Pia, who used to work at MSH and set up our office some 5 or 6 years ago, came to say hello to old friends. She has her own company now and spends much time in Jalalabad and other places that are much less secure than Kabul. Like me (and Axel and Joan) she is an unlikely survivor of a horrendous (car)crash and bears a long scar on her head, horizontal, as opposed to Axel’s vertical one. We went to the guesthouse and had a real social event in our salon, which looks like an antechamber to a carpet store with all those rugs from Steve. For food and drink we did not have much to offer other than toot and tea (or water, diet coke or fanta). This did not matter because the company was entertaining enough, with Steve, Maria, then Brad and Maureen joining us later.

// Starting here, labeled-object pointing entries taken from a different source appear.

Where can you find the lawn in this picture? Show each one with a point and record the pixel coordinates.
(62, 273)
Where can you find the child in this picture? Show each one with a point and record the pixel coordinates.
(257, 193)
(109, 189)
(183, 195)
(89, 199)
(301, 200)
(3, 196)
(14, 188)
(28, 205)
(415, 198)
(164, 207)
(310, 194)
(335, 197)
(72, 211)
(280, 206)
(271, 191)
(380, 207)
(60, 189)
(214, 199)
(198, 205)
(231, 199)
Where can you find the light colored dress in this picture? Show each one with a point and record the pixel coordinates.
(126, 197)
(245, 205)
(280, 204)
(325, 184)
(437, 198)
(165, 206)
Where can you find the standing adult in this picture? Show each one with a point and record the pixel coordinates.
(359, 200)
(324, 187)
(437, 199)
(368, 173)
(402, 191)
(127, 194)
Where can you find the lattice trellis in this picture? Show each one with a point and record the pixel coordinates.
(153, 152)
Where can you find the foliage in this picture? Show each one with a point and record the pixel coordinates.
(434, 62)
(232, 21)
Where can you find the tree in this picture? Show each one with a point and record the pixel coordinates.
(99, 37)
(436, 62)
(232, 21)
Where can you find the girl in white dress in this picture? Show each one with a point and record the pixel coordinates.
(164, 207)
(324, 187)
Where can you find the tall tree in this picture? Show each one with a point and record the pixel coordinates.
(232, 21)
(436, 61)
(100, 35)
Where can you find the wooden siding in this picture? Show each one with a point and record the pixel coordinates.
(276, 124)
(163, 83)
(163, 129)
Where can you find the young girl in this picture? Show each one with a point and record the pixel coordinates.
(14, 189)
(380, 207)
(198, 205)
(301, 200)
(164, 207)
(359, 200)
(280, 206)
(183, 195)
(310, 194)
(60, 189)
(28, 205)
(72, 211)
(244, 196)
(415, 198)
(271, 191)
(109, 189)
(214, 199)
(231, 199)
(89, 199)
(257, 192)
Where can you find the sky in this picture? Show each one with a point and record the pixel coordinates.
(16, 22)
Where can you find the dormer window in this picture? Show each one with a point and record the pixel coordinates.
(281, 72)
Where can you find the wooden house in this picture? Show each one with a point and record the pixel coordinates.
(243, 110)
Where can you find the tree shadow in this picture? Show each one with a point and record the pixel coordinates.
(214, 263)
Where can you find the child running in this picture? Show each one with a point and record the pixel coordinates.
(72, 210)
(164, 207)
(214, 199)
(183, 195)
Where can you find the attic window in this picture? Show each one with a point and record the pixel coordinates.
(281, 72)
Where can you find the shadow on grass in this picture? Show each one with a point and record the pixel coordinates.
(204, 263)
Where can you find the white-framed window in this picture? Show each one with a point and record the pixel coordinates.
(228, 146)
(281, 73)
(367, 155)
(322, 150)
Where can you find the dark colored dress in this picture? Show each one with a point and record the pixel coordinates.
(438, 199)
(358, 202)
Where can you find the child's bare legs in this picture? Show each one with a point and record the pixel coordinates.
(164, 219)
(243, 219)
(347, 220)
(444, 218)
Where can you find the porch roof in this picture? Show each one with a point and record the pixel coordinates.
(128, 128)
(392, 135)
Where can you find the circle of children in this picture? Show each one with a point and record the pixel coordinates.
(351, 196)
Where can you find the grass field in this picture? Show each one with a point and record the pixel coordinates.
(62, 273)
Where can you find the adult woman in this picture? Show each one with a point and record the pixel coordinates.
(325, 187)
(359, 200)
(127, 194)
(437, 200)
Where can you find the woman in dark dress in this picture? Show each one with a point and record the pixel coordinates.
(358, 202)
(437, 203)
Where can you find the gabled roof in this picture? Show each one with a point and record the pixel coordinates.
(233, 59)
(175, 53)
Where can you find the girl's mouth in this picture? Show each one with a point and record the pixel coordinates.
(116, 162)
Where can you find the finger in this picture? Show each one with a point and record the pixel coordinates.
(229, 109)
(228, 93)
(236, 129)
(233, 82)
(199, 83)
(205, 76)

Pia and I took off for my first night out (which she found unbelievable so it was a rescue mission of sorts). I finally had my long awaited coronas and two tacos thrown in for good measure but not until after a wild ride all over Kabul searching first for Pia’s hotel and then the restaurant. It was a little unnerving because the driver kept saying he knew where these two places were when he did not but could not say so and of course our Dari and his English were no good for serious talk about such matters. At night the streets are fairly empty except for a few trucks and cars and of course the ubiquitous large SUVs scurrying foreigners around who have to escape their confining quarters. Being lost was particularly nerve wrecking when the driver stopped in front of a heavily guarded building with floodlights and suspicious guards coming out of the dark with large guns. After that the coronas were especially wonderful.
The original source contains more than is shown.